Le contentieux autour de la finale de la CAN 2025 prend une tournure juridique majeure. Le Tribunal arbitral du sport (TAS) a confirmé avoir été saisi par la Fédération sénégalaise de football, qui conteste la décision de la Confédération africaine de football (CAF) d’attribuer la victoire au Maroc sur tapis vert. Au cœur du litige : une finale déclarée perdue par forfait pour le Sénégal et transformée en succès marocain (3-0). Cette procédure ouvre une nouvelle séquence dans un dossier sensible, aux implications sportives et institutionnelles considérables pour les deux sélections et pour la CAF elle-même.
Le différend né de la finale de la Coupe d’Afrique des nations 2025 entre le Sénégal et le Maroc s’invite désormais sur le terrain judiciaire international. Le Tribunal arbitral du sport (TAS) a annoncé avoir réceptionné l’appel introduit par la Fédération sénégalaise de football contre la Confédération africaine de football (CAF) ainsi que contre la Fédération royale marocaine de football, selon un communiqué officiel rendu public.

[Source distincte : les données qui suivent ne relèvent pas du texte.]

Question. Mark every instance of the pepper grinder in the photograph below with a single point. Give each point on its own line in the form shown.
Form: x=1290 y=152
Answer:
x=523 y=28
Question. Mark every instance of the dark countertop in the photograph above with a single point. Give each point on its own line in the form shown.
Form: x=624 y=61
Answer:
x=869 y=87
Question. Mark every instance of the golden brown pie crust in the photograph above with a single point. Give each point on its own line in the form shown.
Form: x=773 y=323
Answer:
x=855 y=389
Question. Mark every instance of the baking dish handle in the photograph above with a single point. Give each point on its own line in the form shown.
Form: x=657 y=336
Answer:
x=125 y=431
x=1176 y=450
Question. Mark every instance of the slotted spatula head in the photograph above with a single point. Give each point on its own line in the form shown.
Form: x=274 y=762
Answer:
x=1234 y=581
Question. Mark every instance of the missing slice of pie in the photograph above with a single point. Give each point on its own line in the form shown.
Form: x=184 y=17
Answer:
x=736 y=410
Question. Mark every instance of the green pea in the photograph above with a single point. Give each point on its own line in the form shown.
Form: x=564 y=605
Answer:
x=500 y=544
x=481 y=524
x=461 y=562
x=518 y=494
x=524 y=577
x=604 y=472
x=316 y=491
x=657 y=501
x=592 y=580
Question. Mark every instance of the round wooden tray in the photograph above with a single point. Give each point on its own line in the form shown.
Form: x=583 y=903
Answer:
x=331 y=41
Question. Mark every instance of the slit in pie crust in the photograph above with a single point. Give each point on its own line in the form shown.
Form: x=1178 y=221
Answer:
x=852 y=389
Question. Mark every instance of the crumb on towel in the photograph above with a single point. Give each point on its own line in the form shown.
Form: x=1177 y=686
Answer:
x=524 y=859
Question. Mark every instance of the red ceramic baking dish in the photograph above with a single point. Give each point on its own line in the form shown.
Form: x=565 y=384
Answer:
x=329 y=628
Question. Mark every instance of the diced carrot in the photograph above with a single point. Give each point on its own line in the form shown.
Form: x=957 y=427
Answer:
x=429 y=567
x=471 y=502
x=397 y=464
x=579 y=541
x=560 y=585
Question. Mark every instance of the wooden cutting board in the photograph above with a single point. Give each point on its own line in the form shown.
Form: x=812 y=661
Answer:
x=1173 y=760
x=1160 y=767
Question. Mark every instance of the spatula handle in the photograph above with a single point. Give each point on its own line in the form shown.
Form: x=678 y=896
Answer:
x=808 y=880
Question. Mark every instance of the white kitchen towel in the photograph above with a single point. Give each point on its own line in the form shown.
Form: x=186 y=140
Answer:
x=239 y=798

Au centre de la contestation figure la décision prise le 17 mars 2026 par la CAF, qui a déclaré l’équipe nationale du Sénégal battue par forfait lors de la finale de la CAN 2025. L’instance dirigeante du football africain a, dans la foulée, attribué la victoire à l’équipe nationale du Maroc sur le score de 3-0, une mesure exceptionnelle qui a immédiatement suscité de vives réactions.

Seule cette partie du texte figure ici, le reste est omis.